Afterwards, I talked to the woman who put it together, who would like to do Mothers & Other Monsters. I think it would be way cool.

Wednesday, February 01, 2006

Eyebrows

Last night I was lying in bed and getting ready to sleep. Everything was great. Bob was falling asleep. I was in my own bed and comfortably tired. And for a moment, the world just turned awful.

It doesn't happen to me very often anymore and it went away in a moment. I was thinking about it and it occurred to me that the feeling was a lot like when I really noticed eyebrows.

I was watching TV the other night, just killing time until Bob, who was playing his WWII submarine game and had to sink one more freighter, would come to bed. They were talking about fashion and they mentioned the fashion sin of over-plucked eyebrows. They showed Pamela Anderson, who apparently is the poster child for over-plucking and then went on to mention that Whoopi Goldberg has no eyebrows. Which I admit, I never noticed.

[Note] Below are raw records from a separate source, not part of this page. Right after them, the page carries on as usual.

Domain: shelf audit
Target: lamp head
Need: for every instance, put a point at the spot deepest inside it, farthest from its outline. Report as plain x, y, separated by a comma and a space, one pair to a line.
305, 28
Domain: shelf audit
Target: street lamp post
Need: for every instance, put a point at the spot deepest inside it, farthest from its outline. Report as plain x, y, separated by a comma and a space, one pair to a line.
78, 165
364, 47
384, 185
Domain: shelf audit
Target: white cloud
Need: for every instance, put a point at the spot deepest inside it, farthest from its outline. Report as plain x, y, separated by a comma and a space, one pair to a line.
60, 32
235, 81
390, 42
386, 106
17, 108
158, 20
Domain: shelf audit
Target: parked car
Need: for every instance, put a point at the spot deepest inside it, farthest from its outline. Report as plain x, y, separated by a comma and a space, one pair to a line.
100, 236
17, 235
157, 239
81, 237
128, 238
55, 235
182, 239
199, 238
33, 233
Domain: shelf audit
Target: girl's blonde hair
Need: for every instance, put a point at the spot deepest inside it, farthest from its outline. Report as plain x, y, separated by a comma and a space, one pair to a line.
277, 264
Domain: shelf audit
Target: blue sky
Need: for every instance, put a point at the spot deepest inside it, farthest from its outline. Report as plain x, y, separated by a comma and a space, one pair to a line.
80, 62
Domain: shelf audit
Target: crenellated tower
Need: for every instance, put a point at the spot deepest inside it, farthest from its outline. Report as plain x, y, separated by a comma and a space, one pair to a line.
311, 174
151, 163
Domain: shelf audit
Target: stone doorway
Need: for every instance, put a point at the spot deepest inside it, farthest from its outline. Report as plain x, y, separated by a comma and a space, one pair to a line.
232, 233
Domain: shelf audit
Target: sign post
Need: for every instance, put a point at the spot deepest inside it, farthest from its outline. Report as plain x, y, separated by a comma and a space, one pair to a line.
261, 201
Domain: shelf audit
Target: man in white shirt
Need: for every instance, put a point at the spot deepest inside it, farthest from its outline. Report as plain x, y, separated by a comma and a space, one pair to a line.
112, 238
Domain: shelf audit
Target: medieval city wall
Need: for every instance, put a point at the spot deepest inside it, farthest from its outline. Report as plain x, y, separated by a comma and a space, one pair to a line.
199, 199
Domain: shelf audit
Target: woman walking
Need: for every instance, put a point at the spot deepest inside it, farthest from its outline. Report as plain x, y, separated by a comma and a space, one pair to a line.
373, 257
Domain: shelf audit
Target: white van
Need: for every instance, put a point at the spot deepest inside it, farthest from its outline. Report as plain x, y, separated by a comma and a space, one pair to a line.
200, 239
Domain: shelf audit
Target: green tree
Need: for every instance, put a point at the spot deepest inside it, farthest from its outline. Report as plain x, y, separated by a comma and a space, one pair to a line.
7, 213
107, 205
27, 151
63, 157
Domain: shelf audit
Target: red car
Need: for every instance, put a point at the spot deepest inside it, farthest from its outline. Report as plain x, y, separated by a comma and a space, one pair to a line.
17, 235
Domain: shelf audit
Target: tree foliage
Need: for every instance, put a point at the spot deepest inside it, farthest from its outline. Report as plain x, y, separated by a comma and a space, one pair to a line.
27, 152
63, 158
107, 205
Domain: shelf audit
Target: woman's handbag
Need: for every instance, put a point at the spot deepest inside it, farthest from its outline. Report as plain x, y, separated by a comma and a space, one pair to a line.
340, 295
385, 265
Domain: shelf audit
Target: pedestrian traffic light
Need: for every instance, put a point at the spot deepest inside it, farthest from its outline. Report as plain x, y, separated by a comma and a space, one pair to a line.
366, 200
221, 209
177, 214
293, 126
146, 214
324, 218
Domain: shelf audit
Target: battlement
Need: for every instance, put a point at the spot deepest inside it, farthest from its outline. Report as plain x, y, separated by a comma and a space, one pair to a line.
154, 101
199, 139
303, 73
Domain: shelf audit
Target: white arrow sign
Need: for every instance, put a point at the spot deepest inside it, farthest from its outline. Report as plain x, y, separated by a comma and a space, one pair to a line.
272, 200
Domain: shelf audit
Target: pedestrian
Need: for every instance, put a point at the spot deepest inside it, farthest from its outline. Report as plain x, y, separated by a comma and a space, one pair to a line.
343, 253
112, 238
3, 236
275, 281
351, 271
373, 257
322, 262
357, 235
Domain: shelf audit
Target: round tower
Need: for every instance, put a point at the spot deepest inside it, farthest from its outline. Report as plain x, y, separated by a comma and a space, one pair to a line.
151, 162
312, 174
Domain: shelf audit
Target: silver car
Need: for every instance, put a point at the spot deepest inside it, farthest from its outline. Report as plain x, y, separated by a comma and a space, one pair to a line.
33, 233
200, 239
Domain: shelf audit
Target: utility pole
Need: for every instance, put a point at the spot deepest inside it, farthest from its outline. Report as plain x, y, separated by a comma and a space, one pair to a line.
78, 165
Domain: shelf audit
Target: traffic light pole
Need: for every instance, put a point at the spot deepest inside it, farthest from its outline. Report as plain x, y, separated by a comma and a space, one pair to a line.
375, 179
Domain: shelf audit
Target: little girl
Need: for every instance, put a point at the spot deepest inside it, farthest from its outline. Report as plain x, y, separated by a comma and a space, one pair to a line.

I, of course, went for a number of months with no eyebrows or eyelashes or body hair. I learned to draw in eyebrows pretty well. The idea being that when you glanced at me I didn't have that boiled egg look, that perpetually surprised look I had without eyebrows. To draw in my eyebrows, which I admit I had not paid huge amounts of attention to before, I looked at other people's eyebrows. And eyebrows are weird.

First of all, human hair distribution is weird. Non-aquatic mammals tend to have hair. The ones that don't we think are weird. Like Chinese Crested dogs. And eyebrows are these two patches of fur (okay, one long patch of fur for some people) that are stuck between our eyes and our hairline. I know what they do. They act as gestural punctuation. They go up, they go down, they come together. When someone's face is a rest and the eyebrow rides on the edge of the orbit, the bone depression where the eye goes, they look okay. Raised they ride in the middle of the forehead and they are more clearly just these weird bars of hair stuck on our face. Sit at lunch with a group of friends when you are noticing eyebrows, and watching them go up and down, and thinking how hairless we are in general and how weird our distribution of body hair is (I mean, are they supposed to keep our brows warm and insulated?) and if you are like me, you'll find it very hard to concentrate on what people were saying.

Sitting at lunch one day with friends, watching eyebrows, the world was briefly very strange. People looked odd. They didn't look like people I knew but like these animals with weird fur. There are a lot of ways to invoke this feeling of the strangeness of ourselves. Bob once pointed out to Adam (who was a kid at the time) that your tongue is really a little too wide to sit between your teeth. Adam said, yeah, it is. And then was self-consciously aware of his tongue for some time. Which is the whole point of the observation, of course. They laughed and kidded and then we rode in silence (we were on a car trip) and Adam had the annoying experience of really noticing his tongue.

Lying in bed last night, this sudden feeling that the world was awful, that everything was filled with malevolence, went away in just a moment or two. When I was younger, it sometimes used to persist for weeks. I never told anyone about it. I didn't know how. It never occurred to me that other people probably had the same experience. It took a long time for me to learn how to relax and let go of the feeling and I suspect that anti-depression medication played a part in that. It goes away. And my feeling that eyebrows were weird went away.